## Microsoft word - model paper.doc

**From GLM to GLIMMIX-Which Model to Choose? **
Patricia B. Cerrito, University of Louisville, Louisville, KY

**ABSTRACT **

The purpose of this paper is to investigate several SAS procedures that are used in linear predictive models in

SAS/Stat. The primary focus will be on the correct choice of model given the designated outcome variable, and the

combination of input variables. Procedures to be discussed include GLM, LOGISTIC, GENMOD, MIXED, and

GLIMMIX. PROC GLIMMIX is a relatively new SAS procedure, although it has been available as a macro for some

time.

There are three main types of variables used in linear models: nominal, ordinal, and interval. Nominal is defined as

categorical (such as gender); ordinal is defined as categorical that can be ordered from least to most (such as

employee evaluation rank); interval data can define ratios. While all of the models discussed can include all three

types of input variables, the model choice is different if the outcome variable is interval or nominal.

Another consideration for model choice is whether the input variables are fixed effects or random effects. Fixed

effects are definitive, and will not change regardless of the sample data collection. Random effects can change when

the experiment is replicated. Examples of random effects include subjects in a drug study, choice of items to

compare between retail stores for market basket price differences, and classrooms in an education study. Examples

will be discussed.

**INTRODUCTION **

An inappropriate model will provide inappropriate results. For those users of SAS who know SAS/Stat and PROC

GLM, there are other models that are more appropriate to the collected data. It is necessary to fit the model to the

data-not the data to the model (to a man with a hammer….) If regression is not appropriate because the

assumptions are violated, change the model. There are several models readily available in SAS/Stat (Figure 1).

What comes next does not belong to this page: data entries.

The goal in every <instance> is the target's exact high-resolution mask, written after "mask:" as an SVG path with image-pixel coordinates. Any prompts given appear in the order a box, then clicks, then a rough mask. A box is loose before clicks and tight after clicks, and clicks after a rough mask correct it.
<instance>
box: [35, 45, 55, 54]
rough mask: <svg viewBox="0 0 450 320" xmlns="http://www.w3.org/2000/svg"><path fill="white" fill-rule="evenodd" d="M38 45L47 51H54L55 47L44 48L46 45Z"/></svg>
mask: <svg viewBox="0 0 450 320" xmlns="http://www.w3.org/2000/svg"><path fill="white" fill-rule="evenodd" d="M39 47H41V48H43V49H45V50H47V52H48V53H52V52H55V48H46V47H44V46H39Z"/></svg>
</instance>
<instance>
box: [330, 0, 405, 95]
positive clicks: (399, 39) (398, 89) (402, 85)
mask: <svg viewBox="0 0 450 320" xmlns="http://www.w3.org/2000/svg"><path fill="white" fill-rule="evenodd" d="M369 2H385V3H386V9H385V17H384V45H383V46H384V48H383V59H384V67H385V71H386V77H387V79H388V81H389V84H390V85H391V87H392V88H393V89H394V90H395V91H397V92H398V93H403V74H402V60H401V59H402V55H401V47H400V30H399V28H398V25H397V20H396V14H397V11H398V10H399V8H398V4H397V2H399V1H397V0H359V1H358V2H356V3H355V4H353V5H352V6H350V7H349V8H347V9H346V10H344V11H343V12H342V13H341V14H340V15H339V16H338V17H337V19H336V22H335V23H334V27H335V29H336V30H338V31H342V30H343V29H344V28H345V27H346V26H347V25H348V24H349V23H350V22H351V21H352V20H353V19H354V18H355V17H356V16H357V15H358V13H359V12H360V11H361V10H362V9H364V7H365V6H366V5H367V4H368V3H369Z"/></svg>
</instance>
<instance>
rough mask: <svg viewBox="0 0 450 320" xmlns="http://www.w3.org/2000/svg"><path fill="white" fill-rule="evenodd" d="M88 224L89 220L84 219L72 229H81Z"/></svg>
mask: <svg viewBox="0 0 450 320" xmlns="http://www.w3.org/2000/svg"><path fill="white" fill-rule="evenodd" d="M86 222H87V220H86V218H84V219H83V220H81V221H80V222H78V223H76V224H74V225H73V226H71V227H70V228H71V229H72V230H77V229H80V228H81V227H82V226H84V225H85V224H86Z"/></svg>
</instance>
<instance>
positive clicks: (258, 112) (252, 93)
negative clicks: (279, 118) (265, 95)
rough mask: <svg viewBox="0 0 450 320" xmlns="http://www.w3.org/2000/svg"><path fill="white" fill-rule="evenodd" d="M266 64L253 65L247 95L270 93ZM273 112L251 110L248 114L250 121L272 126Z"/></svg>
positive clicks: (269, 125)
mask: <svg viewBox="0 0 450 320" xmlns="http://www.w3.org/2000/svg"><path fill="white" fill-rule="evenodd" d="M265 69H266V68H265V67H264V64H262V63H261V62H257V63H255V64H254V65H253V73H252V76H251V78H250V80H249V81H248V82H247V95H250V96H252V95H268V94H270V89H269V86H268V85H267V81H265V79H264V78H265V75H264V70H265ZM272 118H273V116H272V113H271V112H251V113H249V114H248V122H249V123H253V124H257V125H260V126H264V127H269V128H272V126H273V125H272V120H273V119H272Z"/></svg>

**Figure 1. Linear Models Available in SAS/Stat **
Generalized Linear Mixed Model PROC GLIMMIX
Each model serves a different purpose, and should be used with different types of data. The purpose of this paper is to focus on model choice; it is not intended to provide all details concerning the use of each model. Should the investigator choose one of the models, details are available in on-line docs. Items that must be considered in model choice are
1. Type of outcome variable-whether nominal, ordinal, or interval 2. Type of input variable-whether nominal ordinal, or interval
3. Type of input variable-whether fixed or random effect 4. Choice of covariance matrix format for random effects 5. Choice of link function for non-normal residuals

As the complexity of the data increases, so, too, does the complexity of the model. Choices must be made, choices

that impact model outcomes. Consider Table 1, which gives some indication as to how the models should be used.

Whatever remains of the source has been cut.